CONTINUOUS, PRECESSION-SCALE RECORD OF TROPICAL ORBITAL PACING REVEALED IN THE TRIASSIC-JURASSIC NEWARK BASIN CONTINENTAL RIFT: PRELIMINARY RESULTS FROM CONTINUOUS XRF ELEMENTAL DATA OF 6700 M OF MOSTLY LACUSTRINE CORE

New, continuous XRF elemental data from Newark Basin cores (1) reveals continuous precession-scale forcing, even from otherwise homogenous appearing red beds. Seemingly monotonous mudstone sequences occur at various thicknesses between bundles of black, grey and red transgressive-regressive lacustrine cycles demarcating patterns characteristic of climatic precession modulated by short (~100 kyr), long (405 kyr) and grand (>1000 kyr) eccentricity cycles (2). Analysis of eccentricity modulation of sedimentary facies related to lake depth (depth ranks) occurring at processional frequencies in these cores yielded testably accurate determinations of the underlying secular fundamental frequencies of perihelion of the rocky planets (2), even in the face of Solar System chaos (3).
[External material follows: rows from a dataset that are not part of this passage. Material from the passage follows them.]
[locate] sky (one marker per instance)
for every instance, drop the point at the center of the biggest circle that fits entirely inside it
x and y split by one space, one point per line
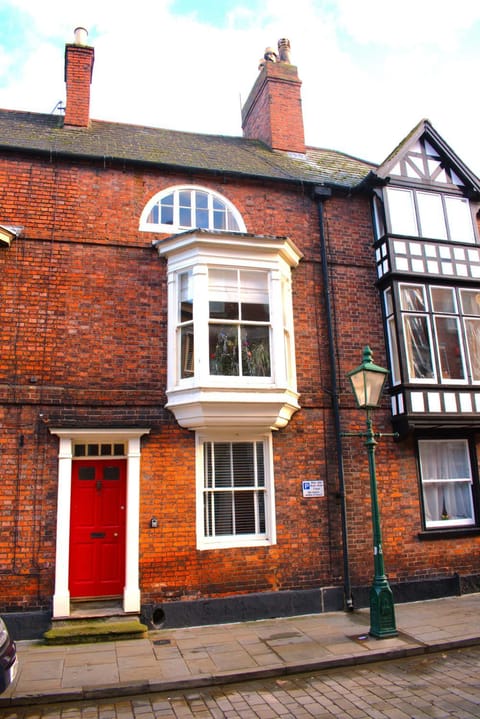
370 69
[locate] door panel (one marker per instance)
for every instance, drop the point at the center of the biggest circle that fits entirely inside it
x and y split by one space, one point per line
97 528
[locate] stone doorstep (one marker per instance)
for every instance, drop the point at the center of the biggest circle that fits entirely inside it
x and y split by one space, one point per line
95 630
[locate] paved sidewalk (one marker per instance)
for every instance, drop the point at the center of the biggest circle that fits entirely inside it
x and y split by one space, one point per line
179 658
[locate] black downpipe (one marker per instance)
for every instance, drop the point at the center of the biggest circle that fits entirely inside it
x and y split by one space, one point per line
321 194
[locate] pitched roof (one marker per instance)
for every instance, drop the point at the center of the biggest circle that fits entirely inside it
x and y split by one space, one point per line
108 141
425 129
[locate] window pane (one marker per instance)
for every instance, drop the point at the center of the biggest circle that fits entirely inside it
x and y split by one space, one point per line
223 350
402 212
459 219
243 464
185 208
244 512
255 313
260 465
153 216
201 200
223 513
222 464
443 299
186 297
432 220
388 302
166 210
446 477
417 345
393 345
255 351
412 298
224 310
449 351
186 352
223 285
472 331
232 223
452 501
201 218
230 507
219 220
470 302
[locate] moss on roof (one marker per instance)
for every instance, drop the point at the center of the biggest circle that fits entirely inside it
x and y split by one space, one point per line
108 141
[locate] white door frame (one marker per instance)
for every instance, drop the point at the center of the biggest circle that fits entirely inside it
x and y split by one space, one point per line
131 437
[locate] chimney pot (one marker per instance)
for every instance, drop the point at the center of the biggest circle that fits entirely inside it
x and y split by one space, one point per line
80 35
79 59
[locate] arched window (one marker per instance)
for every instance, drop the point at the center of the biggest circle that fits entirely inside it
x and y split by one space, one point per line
185 207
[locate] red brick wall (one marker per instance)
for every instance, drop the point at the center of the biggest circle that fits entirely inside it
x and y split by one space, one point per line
83 338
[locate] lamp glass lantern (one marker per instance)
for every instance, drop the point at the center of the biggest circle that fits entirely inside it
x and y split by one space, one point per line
368 381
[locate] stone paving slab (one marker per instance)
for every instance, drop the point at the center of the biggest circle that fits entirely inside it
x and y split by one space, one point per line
200 656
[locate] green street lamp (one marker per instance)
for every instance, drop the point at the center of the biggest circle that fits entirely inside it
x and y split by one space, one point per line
367 382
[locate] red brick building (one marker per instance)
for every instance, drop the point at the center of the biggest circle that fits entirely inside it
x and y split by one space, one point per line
178 316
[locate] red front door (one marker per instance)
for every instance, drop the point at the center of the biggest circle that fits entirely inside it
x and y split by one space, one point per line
97 528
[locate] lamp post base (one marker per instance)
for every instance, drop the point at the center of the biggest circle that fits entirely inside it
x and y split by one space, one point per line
382 611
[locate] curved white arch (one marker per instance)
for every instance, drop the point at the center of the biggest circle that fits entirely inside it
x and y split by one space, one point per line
185 207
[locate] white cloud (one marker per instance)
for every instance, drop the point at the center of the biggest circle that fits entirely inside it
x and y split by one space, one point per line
370 70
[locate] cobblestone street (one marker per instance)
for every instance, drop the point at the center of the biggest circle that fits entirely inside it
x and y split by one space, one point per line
434 686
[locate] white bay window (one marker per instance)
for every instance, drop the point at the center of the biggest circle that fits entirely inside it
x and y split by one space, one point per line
231 355
432 215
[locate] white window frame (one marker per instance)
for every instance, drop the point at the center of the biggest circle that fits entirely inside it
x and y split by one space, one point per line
201 399
430 316
240 540
406 207
446 522
235 224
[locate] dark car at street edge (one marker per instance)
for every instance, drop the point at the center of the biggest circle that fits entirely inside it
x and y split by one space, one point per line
8 658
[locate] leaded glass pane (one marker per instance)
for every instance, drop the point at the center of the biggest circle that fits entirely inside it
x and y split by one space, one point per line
449 349
417 345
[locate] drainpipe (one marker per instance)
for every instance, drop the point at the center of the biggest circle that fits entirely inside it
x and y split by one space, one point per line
322 194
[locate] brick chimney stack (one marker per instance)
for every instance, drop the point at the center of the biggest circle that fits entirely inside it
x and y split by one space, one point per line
273 110
78 75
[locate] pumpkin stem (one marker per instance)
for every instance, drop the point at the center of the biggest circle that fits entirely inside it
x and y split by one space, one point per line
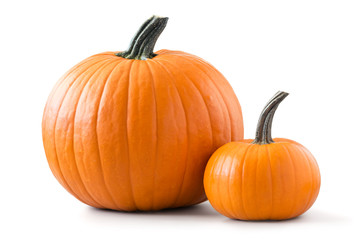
143 43
263 129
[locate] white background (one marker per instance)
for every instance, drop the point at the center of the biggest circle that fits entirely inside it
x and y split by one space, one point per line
310 49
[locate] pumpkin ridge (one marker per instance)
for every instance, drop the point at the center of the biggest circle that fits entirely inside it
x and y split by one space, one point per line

However, the long intervals without visible sedimentary facies variations or with very noisy looking variations, at eccentricity antinode lows, spanning what must be many climatic precession cycles or even multiple 405 kyr cycles, coupled with shifting relationships between accumulation rate and precessional amplitudes challenges the independent recovery of the axial precession rate. Here we use Mn/Fe (redox), Zn/Rb (detritus), K/Al (clay) variations, obtained via the Minalyzer (4) robotic continuous XRF scanner, to recover remarkably consistent cyclicity precisely matching the depth ranks facies patterns, and extending periodic cyclicity through intervals lacking consistent facies variations. This largely solves the problem of the missing information in the eccentricity lows, allowing the lacustrine expression of climatic precession cycles to be nearly continuously counted over at least 22 Myr of the early Mesozoic, thus calibrating not just the chaotic drift in planetary orbits, but also the Earth-Moon system during this impactful time in Earth History (5).

1. Olsen+ GSA Bull 108:40 (1996); 2. Olsen+ PNAS 116:10664 (2019); 3. Laskar, Icarus 196:1 (2008); 4. Sjöqvist Sci Drill 19:13 (2015); 5. Funded by NSF & the Heising-Simons Foundation.